Là où tout devait se gâter pour Hollande… Voici qu’Obama louvoyait : « Cette décision sera mise en œuvre, soit demain, soit la semaine prochaine, soit d’ici un mois, et je suis prêt à donner l’ordre. » [Idem.] Peut-être, peut-être… aux Calendes gecques. Qui sait ? La première décision n’était donc pas encore prise… Cela n’empêchait pas le président des États-Unis de dire… sans rire : « Et c’est pourquoi j’ai pris une deuxième décision : je vais demander l’autorisation pour utiliser cette force militaire auprès du Congrès américain. » [Idem.] Il est vrai que le 29 août 2013, à la veille de ce discours d’Obama, David Cameron, qui s’était précipité en 2011 dans les bras de Nicolas Sarkozy pour abattre la Libye, pays arabo-africain dont le développement gênait considérablement l’État sioniste, venait d’être pris à contre-pied : « Non à la guerre, un soufflet pour Cameron », tel était le titre du quotidien conservateur “The Daily Telegraph” qui rendait compte du vote au Parlement britannique.

Cameronexit, restait Hollande pour faire la guerre contre le peuple syrien… Barack Obama ne pouvait qu’espérer un vote négatif du Congrès sur la question pour s’enlever une épine du pied : « Donc, j’ai l’autorité de mener à bien cette action sans l’autorisation du Congrès mais je sais que notre pays sera plus fort si nous passons d’abord par le Congrès. » [Idem.] Pour le Congrès lui-même, le choix est facile : le résultat est dans cette phrase du président Obama… « Il faudra des années pour résoudre cette situation, c’est pourquoi nous n’allons pas envoyer nos troupes car c’est la guerre de la Syrie, et non pas la nôtre. » Voilà ! Maintenant, les gars, vous pouvez voter ; je viens de vous dire ce qu’il faut faire. Le Congrès dira non et Obama poussera un gros ouf ! de soulagement.

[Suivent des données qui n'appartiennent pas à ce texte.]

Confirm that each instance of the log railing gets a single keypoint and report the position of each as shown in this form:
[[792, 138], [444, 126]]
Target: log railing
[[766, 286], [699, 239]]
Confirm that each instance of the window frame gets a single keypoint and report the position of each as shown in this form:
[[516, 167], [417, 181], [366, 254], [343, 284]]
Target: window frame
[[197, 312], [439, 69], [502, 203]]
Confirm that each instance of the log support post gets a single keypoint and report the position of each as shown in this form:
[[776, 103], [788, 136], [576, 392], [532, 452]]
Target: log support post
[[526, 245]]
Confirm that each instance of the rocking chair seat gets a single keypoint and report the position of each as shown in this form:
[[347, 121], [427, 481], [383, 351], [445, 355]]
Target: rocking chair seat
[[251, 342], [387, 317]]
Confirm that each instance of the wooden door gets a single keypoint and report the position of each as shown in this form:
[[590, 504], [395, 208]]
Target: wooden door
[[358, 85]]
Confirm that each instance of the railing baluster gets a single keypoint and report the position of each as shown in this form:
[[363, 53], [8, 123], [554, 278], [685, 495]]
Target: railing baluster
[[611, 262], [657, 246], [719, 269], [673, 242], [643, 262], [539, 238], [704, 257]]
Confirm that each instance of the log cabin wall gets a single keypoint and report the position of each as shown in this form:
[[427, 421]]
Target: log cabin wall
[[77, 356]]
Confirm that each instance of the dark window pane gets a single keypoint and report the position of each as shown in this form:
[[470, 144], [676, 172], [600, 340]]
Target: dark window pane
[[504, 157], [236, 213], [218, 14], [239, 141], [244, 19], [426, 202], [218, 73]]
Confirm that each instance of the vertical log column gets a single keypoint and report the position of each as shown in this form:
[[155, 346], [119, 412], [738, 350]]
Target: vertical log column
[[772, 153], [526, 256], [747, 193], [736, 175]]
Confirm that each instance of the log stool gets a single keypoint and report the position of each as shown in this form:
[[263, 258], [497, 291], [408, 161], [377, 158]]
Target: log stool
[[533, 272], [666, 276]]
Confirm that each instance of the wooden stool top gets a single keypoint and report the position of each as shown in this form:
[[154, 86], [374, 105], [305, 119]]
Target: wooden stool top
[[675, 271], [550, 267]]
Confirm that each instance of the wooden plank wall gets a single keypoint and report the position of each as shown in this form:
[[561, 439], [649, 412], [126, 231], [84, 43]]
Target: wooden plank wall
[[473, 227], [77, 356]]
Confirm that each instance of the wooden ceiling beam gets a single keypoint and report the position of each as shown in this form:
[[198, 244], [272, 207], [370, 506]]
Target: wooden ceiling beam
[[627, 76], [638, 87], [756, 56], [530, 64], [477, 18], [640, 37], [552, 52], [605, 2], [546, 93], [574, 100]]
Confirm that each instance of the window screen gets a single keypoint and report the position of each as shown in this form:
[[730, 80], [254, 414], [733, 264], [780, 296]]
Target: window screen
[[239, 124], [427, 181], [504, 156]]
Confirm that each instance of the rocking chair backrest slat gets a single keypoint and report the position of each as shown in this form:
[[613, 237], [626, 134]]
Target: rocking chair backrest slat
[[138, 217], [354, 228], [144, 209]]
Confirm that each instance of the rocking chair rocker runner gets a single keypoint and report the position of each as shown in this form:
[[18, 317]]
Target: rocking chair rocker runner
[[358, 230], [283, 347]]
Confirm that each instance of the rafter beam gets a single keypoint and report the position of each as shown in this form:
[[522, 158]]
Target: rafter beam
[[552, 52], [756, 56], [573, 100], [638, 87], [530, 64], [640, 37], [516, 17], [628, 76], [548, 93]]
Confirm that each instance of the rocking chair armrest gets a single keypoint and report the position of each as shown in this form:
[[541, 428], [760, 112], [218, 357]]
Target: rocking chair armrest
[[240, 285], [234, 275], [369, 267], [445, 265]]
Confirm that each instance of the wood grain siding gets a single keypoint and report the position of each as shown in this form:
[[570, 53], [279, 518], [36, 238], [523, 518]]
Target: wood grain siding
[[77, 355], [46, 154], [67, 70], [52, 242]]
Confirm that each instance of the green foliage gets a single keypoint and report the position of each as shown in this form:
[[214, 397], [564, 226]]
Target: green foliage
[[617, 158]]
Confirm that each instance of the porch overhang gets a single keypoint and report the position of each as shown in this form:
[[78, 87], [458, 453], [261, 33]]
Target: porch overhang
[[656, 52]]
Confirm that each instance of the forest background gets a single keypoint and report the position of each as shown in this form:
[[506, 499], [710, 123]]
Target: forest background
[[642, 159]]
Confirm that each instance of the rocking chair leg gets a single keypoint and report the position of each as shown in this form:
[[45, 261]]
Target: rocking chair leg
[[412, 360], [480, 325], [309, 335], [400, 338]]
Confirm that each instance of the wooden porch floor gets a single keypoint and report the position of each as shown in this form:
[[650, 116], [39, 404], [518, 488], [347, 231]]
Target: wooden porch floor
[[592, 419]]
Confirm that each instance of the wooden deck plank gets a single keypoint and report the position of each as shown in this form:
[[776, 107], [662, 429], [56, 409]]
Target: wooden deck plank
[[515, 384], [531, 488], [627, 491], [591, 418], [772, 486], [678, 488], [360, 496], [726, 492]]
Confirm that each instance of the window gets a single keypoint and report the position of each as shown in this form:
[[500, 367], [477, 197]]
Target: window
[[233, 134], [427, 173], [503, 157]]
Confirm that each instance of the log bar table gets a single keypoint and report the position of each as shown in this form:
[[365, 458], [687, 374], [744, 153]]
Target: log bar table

Avant le vote du Congrès, lors d’un appel téléphonique, le 31 août, le président de la première puissance terroriste du monde, Barack Obama, aurait dit en substance au petit va-t-en guerre en culottes courtes, François Hollande… « Il n’y a pas de coalition internationale pour une intervention en Syrie, pas de majorité au Conseil de sécurité, pas de soutien dans l’opinion, il faut au moins que j’ai l’aval du Congrès, car je ne suis pas George W. Bush. » [Propos rapporté par un témoin de l’échange téléphonique et repris dans “Le Monde International”, article L’été où la France a presque fait la guerre en Syrie, 15-17 février 2014.] Y avait-il « une coalition internationale » ou, simplement, occidentale, « pour une intervention en Syrie » contre l’armée de la République Arabe Syrienne ? Non, puisque le Parlement britannique, après un débat houleux, avait refusé l’intervention militaire de Cameron en Syrie aux côtés de la France et des États-Unis. Y avait-il « une majorité au Conseil de sécurité » ? Non, puisque la Russie, la Chine avaient perdu toute confiance dans le respect des Résolutions de l’ONU par la France, la Grande-Bretagne, les États-Unis, à partir du non-respect de la Résolution 1973 qui avait été bafouée pour détruire les structures politiques et économiques de la Libye et bombarder le peuple libyen par la même occasion. Y avait-il un « soutien dans l’opinion » ? Mais qu’est-ce que « l’opinion » ? Une minorité qui s’exprime à tort et à travers dans les médias tandis qu’une majorité de citoyens-citoyennes n’ont jamais la parole dans aucune structure politico-médiatique. C’est vrai ! Obama le métis n’est pas le blanc Bush. Il n’empêche… Le président François Hollande, le ministre des Affaires étrangères, Laurent Fabius, et le ministre de la Défense Jean-Yves Le Drian, qui rêvaient de « punitions », de « sanctions », d’« évictions » pour se débarrasser du président élu, réélu, Bachar El Assad, se retrouvaient “chocolat”.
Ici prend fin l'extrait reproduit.